Tareq i Michaele Salahi nie byli jedynymi gośćmi listopadowego przyjęcia w Białym Domu, którzy dostali się na nie bez zaproszenia. Czujność służb ochrony prezydenta zmylił jeszcze jeden osobnik. Był nim - jak podaje "Washington Post" - 39-letni obywatel USA Carlos Allen, który dostał się na przyjęcie z okazji wizyty premiera Indii wraz z oficjalną indyjską delegacją.
Implikacje tego zdumiewającego zakłócenia systemu kontroli bezpieczeństwa są ogromne. Prezydent mógł zostać zamordowanySally Quinn, "Washington Post"
Ponieważ ani małżeństwa Salahi, ani Allena nie było na liście gości, nie sprawdzono ich wcześniej pod kątem bezpieczeństwa.
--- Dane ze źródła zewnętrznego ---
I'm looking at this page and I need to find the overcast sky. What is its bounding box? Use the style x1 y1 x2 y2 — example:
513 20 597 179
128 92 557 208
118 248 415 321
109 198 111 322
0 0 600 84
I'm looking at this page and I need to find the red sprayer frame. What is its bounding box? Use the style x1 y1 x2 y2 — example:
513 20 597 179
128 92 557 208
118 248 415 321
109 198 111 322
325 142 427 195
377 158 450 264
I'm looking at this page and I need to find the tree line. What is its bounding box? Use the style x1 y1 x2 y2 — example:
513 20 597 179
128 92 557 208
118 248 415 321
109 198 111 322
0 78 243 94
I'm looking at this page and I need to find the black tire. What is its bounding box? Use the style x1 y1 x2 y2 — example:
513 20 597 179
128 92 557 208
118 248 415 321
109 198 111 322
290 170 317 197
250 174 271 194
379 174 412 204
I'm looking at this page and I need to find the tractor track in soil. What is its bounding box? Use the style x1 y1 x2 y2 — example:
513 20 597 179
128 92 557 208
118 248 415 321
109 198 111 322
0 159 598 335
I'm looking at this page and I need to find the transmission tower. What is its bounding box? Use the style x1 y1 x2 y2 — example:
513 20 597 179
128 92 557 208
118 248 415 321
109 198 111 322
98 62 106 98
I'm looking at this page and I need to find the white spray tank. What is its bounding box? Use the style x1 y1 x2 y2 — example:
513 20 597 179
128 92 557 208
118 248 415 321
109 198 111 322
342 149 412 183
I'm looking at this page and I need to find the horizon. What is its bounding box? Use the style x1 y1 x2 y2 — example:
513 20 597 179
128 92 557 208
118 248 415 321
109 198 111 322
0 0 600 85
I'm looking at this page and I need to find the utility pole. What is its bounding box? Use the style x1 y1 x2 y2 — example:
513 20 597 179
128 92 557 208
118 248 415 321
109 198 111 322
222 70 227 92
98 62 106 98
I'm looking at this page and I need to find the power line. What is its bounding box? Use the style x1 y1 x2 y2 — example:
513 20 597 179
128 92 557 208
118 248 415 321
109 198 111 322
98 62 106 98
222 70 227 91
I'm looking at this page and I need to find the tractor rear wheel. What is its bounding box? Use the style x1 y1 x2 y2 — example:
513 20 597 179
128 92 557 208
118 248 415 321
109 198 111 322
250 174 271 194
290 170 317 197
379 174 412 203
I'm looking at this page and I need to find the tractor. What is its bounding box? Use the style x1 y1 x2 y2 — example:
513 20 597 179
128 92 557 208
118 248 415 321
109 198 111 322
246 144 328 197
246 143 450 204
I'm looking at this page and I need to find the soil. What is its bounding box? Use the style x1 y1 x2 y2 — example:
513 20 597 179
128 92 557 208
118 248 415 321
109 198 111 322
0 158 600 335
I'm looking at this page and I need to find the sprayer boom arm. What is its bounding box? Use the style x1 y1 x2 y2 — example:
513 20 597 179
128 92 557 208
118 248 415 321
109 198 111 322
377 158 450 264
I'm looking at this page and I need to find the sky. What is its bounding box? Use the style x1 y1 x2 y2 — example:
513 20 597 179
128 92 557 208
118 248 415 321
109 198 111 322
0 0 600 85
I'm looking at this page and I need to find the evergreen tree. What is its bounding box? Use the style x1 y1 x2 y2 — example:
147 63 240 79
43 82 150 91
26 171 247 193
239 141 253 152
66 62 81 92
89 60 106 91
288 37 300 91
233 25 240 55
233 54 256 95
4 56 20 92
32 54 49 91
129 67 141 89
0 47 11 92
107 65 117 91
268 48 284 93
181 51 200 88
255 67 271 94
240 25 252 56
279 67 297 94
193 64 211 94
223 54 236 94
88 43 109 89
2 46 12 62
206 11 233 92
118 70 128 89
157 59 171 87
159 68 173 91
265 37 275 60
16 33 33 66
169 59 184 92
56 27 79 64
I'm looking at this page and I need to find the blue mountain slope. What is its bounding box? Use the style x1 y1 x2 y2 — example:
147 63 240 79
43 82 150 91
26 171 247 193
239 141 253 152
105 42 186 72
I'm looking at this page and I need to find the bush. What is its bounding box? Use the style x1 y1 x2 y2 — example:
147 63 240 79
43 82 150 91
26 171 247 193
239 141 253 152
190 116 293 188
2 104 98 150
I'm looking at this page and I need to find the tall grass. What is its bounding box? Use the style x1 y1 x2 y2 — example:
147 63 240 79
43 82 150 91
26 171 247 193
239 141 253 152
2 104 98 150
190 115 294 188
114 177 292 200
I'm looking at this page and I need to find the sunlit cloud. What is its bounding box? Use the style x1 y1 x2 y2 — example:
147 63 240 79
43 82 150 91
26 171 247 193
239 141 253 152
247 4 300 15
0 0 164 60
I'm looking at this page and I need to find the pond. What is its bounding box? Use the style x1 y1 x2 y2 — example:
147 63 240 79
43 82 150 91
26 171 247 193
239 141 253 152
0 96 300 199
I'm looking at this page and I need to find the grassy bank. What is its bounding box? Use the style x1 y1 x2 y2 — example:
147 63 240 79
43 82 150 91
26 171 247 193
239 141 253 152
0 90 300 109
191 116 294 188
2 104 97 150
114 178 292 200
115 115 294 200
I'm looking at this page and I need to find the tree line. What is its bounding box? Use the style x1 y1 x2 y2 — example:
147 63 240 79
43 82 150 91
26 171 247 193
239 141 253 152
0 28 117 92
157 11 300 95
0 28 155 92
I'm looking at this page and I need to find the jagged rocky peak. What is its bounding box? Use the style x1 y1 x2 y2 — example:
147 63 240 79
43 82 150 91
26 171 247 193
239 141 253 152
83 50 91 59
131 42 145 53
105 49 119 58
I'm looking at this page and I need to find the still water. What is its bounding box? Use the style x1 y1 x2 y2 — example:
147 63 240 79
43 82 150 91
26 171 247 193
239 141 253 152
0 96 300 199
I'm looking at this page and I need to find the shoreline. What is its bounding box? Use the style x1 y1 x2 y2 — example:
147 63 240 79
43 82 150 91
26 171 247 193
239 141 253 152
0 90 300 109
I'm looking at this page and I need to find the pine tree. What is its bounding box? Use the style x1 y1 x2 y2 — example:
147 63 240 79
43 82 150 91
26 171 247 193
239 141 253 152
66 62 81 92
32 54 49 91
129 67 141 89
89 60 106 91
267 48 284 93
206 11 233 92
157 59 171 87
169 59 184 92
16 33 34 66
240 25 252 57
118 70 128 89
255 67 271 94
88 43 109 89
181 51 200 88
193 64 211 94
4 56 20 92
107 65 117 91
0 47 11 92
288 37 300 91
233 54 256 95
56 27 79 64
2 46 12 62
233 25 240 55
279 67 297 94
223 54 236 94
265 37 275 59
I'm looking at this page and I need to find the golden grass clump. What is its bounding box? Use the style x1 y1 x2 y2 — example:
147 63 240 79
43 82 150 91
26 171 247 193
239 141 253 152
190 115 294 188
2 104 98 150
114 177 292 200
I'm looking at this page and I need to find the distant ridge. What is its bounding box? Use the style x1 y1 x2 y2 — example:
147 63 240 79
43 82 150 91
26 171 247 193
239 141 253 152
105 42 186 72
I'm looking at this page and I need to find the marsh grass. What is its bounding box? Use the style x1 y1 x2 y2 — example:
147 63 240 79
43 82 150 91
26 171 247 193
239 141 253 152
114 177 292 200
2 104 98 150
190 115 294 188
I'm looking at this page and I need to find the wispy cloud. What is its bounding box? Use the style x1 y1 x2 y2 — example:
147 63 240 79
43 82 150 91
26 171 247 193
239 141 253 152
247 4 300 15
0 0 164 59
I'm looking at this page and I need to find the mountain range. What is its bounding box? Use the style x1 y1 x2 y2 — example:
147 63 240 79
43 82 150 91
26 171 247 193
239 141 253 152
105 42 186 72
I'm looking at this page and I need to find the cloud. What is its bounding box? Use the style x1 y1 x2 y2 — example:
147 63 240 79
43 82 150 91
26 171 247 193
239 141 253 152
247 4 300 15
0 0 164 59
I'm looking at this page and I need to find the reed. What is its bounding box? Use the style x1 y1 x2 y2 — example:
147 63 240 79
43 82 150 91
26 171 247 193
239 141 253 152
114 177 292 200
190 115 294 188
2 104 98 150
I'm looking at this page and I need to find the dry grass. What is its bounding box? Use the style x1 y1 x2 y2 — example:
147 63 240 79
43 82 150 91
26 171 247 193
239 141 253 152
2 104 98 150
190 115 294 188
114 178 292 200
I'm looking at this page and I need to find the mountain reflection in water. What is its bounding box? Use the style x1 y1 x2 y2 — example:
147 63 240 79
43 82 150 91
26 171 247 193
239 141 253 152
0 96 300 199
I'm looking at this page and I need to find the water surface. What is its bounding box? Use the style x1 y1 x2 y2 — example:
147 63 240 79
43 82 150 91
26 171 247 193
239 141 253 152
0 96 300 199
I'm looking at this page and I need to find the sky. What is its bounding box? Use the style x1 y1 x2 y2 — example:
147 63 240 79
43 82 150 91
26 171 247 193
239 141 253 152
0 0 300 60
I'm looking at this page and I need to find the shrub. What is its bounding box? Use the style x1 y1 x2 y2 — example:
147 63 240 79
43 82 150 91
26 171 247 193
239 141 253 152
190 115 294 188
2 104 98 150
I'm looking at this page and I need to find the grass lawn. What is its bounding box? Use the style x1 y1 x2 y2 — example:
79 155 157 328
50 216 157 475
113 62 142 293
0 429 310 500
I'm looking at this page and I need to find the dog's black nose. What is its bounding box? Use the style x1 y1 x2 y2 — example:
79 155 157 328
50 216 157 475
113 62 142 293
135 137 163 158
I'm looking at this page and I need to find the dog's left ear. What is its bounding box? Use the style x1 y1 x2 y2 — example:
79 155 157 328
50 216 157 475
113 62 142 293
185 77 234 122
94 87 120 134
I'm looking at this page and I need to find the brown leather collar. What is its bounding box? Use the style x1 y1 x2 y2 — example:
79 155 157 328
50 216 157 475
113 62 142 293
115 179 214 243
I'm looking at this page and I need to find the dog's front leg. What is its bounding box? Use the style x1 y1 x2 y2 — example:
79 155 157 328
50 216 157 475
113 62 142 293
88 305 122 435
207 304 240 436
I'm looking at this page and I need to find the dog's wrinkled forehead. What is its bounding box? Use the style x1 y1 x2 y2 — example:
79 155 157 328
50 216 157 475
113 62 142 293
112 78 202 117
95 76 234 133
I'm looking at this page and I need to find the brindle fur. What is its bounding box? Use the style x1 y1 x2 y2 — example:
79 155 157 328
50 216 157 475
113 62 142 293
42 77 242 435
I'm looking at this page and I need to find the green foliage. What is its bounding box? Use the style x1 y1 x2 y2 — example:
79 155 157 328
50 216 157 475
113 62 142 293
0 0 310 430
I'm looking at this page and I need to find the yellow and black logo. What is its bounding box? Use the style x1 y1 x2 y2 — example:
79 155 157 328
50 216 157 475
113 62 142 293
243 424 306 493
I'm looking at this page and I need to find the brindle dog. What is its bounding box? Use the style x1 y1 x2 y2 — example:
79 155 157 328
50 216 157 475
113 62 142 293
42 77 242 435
W Białym Domu - jak wszyscy goście - przeszli oni tylko przez bramki z elektronicznym wykrywaczem metali. Później państwo Salahi zrobili sobie na przyjęciu zdjęcie z Barackiem Obamą. Allen natomiast - jak poinformowała Secret Service - najprawdopodobniej nie zbliżył się do prezydenta.
Pierwszy incydent z parą intruzów doprowadził do zawieszenia trzech nieumundurowanych agentów Secret Service. Jednak zdaniem obserwatorów, odpowiedzialność za niedopatrzenie ponosi także szefowa ds. przyjęć w Białym Domu Desiree Rogers. Mimo to kierownictwo administracji nie zgodziło się na przesłuchanie jej przez komisję Kongresu.